The first time I ever really understood the Nativity, I was in a village called Yanoun, in the northern West Bank. I had been serving as a Global Mission Intern, living and working in Jerusalem. I traveled to Yanoun with friends working with the World Council of Churches. We met village elders and learned about the dire situation facing the Palestinian families that had lived and worked this land for generations. We walked through the village and the surrounding fields, led by two cousins, both shepherds, who showed us the ins and outs of their daily routine. At one point, they showed us one of the spots where they corralled their sheep – it was a low cave in a hillside, with rusty feeding troughs for the animals located just outside. I ducked to look in the cave. It smelled like…well, sheep shit. Not a bad place to shelter your flocks, really. Just not exactly the kind of place I would want to have a kid.
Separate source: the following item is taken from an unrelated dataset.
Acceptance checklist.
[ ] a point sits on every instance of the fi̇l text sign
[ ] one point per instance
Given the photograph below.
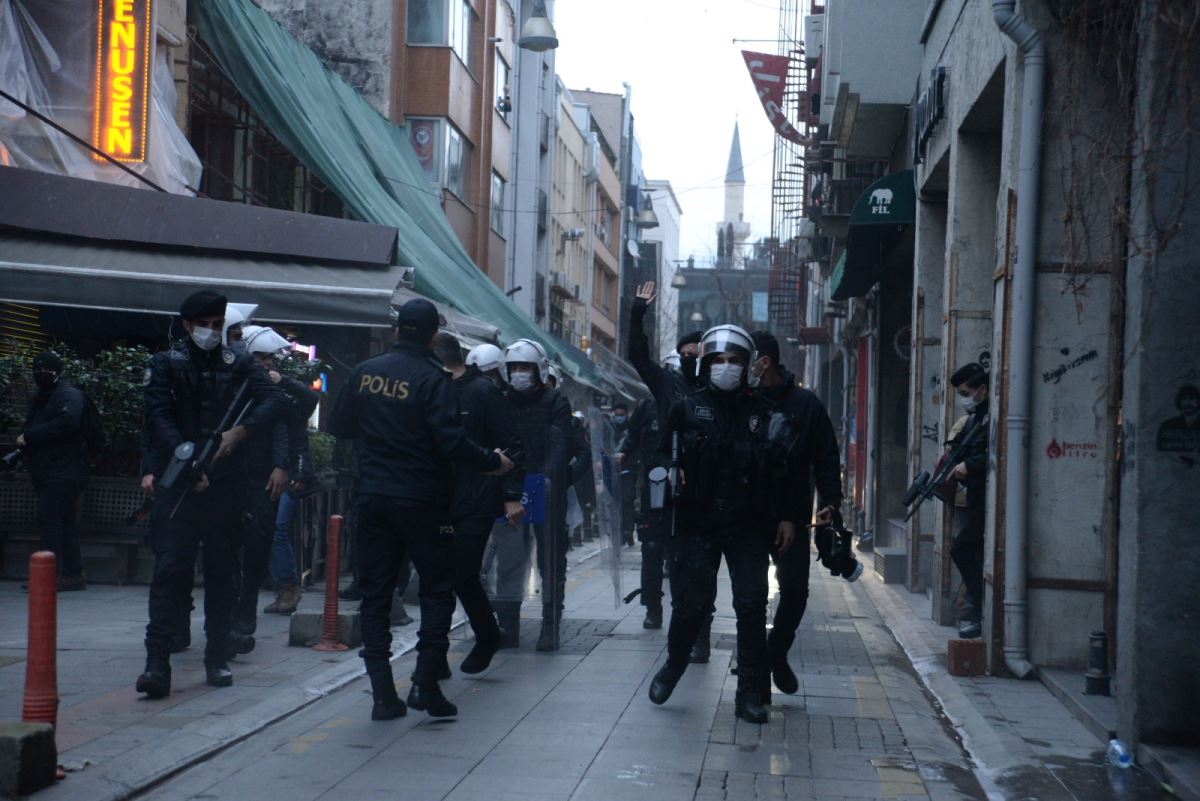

“Oh,” I remember thinking to myself. “I get it. If God could be born here, God can be born anywhere.”


At Christmas, we read stories of unassuming people who meet God in an unexpected way, in an unexpected place, in a moment that, from the standpoint of emperors and kings, would never make it onto the radar of world history. What unassuming people are seeing God today – and in what unassuming people might we see God? In what unexpected ways and places will God be born today?

Christ is born. Christ can be born – anywhere. Born in a cave, huddled with the animals for warmth, laid in a feeding trough for a cradle. Born in the midst of the turmoil and tribulation of a world that might not stop to take notice, if not for the song of the angelic chorus. And born, even here. Even in my heart. Even in your heart. 

Merry Christmas. Today, there is good news of great joy for all.